Now they are flying in place, conveying
The terrible speed of their omnipresence, moving
And staying like white water; and now of a sudden
They swoon down into so rapt a quiet
That nobody seems to be there.
The soul shrinks

From all that it is about to remember,
From the punctual rape of every blessed day,
And cries,
"Oh, let there be nothing on earth but laundry,
Nothing but rosy hands in the rising steam
And clear dances done in the sight of heaven."

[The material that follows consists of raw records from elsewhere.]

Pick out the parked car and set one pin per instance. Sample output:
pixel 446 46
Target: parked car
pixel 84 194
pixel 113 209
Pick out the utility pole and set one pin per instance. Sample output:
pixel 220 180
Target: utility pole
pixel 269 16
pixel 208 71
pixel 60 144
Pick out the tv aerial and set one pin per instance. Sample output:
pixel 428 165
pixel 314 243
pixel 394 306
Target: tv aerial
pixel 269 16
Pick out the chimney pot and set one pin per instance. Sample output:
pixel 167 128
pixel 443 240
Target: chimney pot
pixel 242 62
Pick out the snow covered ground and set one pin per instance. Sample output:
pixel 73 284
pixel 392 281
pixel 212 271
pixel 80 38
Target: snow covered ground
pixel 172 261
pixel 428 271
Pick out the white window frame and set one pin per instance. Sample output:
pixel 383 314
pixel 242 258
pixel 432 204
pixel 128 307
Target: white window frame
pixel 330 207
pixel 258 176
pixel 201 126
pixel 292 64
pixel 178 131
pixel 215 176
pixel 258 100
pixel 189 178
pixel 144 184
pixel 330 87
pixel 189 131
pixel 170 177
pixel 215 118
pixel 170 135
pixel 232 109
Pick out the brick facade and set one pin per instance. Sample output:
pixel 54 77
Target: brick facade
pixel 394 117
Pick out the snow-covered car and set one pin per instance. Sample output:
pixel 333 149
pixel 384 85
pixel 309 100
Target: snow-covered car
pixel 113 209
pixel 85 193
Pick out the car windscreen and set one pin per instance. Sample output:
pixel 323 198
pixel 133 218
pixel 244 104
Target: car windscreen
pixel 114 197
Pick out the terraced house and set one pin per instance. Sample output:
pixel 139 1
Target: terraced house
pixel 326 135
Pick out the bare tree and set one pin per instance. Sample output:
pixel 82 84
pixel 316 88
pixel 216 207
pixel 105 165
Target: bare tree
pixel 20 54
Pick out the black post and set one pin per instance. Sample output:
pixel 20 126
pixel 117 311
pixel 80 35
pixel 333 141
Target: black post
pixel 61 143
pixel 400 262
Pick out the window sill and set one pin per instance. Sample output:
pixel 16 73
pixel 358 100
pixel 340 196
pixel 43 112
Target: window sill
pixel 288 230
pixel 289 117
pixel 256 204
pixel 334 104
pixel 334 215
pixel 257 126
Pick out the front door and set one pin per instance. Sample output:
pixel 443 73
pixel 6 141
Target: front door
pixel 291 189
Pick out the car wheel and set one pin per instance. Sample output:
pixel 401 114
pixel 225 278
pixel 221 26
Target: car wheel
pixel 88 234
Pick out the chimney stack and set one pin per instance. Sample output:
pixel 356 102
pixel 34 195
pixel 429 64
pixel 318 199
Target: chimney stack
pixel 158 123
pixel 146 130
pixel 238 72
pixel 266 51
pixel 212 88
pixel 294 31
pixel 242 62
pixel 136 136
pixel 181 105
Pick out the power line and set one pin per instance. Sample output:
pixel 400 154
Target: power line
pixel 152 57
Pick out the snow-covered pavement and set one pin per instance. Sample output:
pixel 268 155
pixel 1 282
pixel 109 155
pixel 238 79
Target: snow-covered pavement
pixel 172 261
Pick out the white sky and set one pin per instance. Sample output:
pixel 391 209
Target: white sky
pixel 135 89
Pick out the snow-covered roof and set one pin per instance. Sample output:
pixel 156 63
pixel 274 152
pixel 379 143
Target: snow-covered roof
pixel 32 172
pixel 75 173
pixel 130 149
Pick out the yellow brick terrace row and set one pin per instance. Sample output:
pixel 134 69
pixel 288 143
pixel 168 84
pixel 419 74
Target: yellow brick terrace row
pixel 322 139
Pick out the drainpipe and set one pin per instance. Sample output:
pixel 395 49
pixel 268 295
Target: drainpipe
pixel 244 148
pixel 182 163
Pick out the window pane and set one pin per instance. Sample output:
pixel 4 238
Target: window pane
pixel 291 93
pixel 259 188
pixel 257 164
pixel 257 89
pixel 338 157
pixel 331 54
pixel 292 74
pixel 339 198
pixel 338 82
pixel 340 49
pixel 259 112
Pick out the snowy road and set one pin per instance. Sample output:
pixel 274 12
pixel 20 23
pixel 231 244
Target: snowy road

Yet, as the sun acknowledges
With a warm look the world's hunks and colo[u]rs,
The soul descends once more in bitter love
To accept the waking body, saying now
In a changed voice as the man yawns and rises,

"Bring them down from their ruddy gallows;
Let there be clean linen for the backs of thieves;
Let lovers go fresh and sweet to be undone,
And the heaviest nuns walk in a pure floating
Of dark habits,
keeping their difficult balance."

This poem by Richard Wilbur is the first one I ever loved. I've always thought poetry should be there as something to be read in passing, something to lift the spirits and cleanse the word-lover's palate. This poem gives me that feeling. It feels like cosy fires and sunlight and sunflowers and dipping my feet in pools and kisses.

Now I'm off to enjoy a nice sleep, drunk with the scent of detergent and the hug of warm bedclothes.

Monday, November 2, 2009

All things are ready, if our minds be so.

Still having problems with my papers. Brit Lit's might turn into a huge feminist literary thought-provoking rant, Am Lit's compares Poe and Hawthorne (really. I couldn't think of anything better to do), and PC Lit's is slow going, making me really dislike a topic I loved at first.

I'm hoping this week will be a chance to buck up and just get things done, but this semester isn't readily doling out motivation. I have a severe case of ennui. I just hope it doesn't end up affecting my GPA in a serious way.

Sometime...

I want to quit school so I can just think.